Matheus dos Santos Urbieta, com 2 anos e 11 meses, vive com uma condição genética rara chamada SPG93, que afeta de 1 a 10 pessoas a cada 100 mil no mundo. Essa doença, associada a alterações no gene NFU1, pode causar atraso no desenvolvimento, hipotonia, epilepsia e perda progressiva das funções motoras. A família, residente em Campo Grande, enfrenta não apenas a raridade da condição, mas também a dificuldade financeira em arcar com o tratamento necessário.
O pai de Matheus, Adrian Fernandes Urbieta, de 39 anos, mencionou que uma das opções de tratamento é um medicamento desenvolvido nos Estados Unidos, cujo custo pode variar entre R$ 15 e R$ 18 milhões.

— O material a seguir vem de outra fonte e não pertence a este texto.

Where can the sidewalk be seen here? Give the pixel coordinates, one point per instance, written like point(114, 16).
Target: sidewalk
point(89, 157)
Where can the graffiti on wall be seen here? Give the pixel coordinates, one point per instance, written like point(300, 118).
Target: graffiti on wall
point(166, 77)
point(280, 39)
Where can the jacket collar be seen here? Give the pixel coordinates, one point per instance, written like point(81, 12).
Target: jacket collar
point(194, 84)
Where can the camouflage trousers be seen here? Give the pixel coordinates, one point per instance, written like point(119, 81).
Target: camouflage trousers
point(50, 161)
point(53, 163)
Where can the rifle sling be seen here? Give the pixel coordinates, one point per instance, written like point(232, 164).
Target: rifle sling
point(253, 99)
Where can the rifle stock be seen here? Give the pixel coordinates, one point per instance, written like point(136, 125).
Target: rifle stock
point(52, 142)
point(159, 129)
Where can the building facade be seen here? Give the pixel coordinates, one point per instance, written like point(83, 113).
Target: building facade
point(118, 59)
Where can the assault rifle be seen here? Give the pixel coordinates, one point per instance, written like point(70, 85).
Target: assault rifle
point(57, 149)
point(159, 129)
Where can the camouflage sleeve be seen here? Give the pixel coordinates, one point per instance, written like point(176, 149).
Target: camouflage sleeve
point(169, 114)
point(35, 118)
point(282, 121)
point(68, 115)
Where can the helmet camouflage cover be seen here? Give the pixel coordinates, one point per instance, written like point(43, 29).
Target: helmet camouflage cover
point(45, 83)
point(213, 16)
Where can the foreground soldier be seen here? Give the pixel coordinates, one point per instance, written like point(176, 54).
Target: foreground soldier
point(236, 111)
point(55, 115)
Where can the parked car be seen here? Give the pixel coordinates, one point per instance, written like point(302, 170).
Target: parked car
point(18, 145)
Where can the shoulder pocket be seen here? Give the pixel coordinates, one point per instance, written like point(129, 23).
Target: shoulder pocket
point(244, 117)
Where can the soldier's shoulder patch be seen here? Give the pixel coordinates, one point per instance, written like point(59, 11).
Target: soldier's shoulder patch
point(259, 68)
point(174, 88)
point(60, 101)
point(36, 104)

A equipe médica que acompanha o menino está avaliando a adequação do medicamento e a dosagem necessária. "Temos os laudos da geneticista e da neurologista, mas ambas solicitaram mais tempo para estudar o caso, que é extremamente raro", explicou Adrian.

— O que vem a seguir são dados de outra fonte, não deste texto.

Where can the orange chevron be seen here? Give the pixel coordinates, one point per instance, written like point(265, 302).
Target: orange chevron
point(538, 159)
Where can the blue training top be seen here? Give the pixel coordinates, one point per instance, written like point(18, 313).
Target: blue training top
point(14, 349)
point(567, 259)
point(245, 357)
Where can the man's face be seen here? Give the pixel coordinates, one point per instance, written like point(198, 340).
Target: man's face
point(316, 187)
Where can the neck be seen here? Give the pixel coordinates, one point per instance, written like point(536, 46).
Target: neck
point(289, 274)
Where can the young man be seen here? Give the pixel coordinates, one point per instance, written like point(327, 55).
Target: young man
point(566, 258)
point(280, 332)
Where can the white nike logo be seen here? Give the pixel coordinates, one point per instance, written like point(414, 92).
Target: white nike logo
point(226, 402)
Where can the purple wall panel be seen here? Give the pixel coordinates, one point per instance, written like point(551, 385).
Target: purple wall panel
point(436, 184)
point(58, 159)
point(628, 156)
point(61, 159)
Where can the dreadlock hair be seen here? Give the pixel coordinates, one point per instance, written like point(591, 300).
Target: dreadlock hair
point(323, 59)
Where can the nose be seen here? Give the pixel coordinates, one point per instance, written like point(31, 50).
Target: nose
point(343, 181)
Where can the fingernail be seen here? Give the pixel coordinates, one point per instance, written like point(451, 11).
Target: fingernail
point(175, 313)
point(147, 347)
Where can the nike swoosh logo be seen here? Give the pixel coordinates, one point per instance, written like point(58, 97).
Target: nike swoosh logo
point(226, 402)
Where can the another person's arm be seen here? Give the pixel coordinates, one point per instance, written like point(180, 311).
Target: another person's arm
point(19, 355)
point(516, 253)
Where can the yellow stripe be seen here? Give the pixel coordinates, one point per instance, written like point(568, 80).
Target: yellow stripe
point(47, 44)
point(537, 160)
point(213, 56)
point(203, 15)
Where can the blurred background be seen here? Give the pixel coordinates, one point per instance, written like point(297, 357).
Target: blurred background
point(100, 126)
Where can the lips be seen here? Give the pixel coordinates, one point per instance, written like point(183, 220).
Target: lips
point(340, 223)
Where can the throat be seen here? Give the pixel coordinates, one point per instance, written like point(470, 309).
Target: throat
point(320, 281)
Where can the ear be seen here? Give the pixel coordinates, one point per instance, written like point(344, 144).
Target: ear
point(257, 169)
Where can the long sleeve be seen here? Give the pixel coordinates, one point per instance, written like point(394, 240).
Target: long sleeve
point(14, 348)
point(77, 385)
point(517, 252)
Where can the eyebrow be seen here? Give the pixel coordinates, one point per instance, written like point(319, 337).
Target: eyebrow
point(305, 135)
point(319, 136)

A expectativa em relação ao tratamento é de que ele possa interromper a progressão da doença, e não necessariamente reverter as limitações já existentes. Adrian ressaltou que nenhum dos medicamentos que Matheus precisa é fornecido pelo Sistema Único de Saúde (SUS), o que obriga a família a adquiri-los pela rede privada, frequentemente com descontos dos laboratórios. "Se eu pegar a receita e varrer a cidade inteira, não vou conseguir. Só na Casa da Saúde que tem um deles", afirmou.
Diante da situação, a família buscou auxílio na Justiça. Um advogado já entrou com uma ação para garantir a obtenção de dois medicamentos e o atendimento de home care, permitindo que parte das terapias aconteça em casa. O diagnóstico de Matheus foi feito após meses de investigação, com os primeiros sinais surgindo antes de ele completar 1 ano. Inicialmente, a família acreditou que o atraso motor fosse apenas uma questão de desenvolvimento.

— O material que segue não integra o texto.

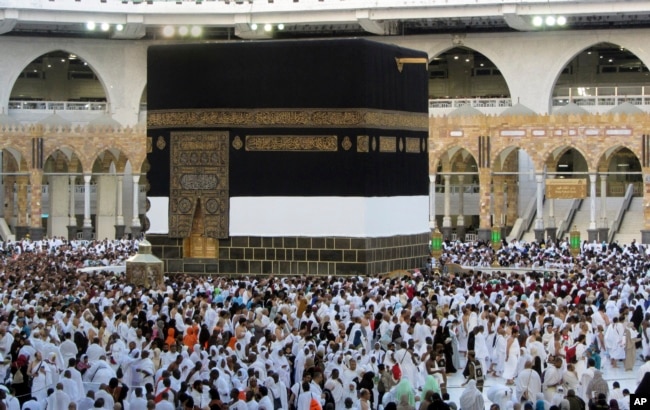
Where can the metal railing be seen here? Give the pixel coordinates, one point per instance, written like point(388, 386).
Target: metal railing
point(472, 102)
point(602, 96)
point(522, 224)
point(565, 225)
point(57, 105)
point(616, 224)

A situação financeira se agravou e a família começou a pedir ajuda nas redes sociais, criando o perfil @matheus.urbieta.sp93, onde compartilham a rotina e as necessidades de Matheus. Adrian mencionou que perdeu a vergonha de pedir ajuda em prol do filho. Além disso, realizam rifas para arrecadar fundos. Para complementar a renda, Adrian, que é motorista de aplicativo, é o único membro da família com um trabalho fora de casa, enquanto a esposa cuida de Matheus, que requer atenção constante. O casal também tem outros dois filhos, uma adolescente de 13 anos e um menino de 8.
Enquanto aguardam uma definição sobre o tratamento nos Estados Unidos e tentam garantir os medicamentos pela via judicial, a família continua realizando consultas, fisioterapia e outros cuidados para manter as funções de Matheus. "Estamos nos adiantando e correndo atrás o quanto antes", concluiu Adrian.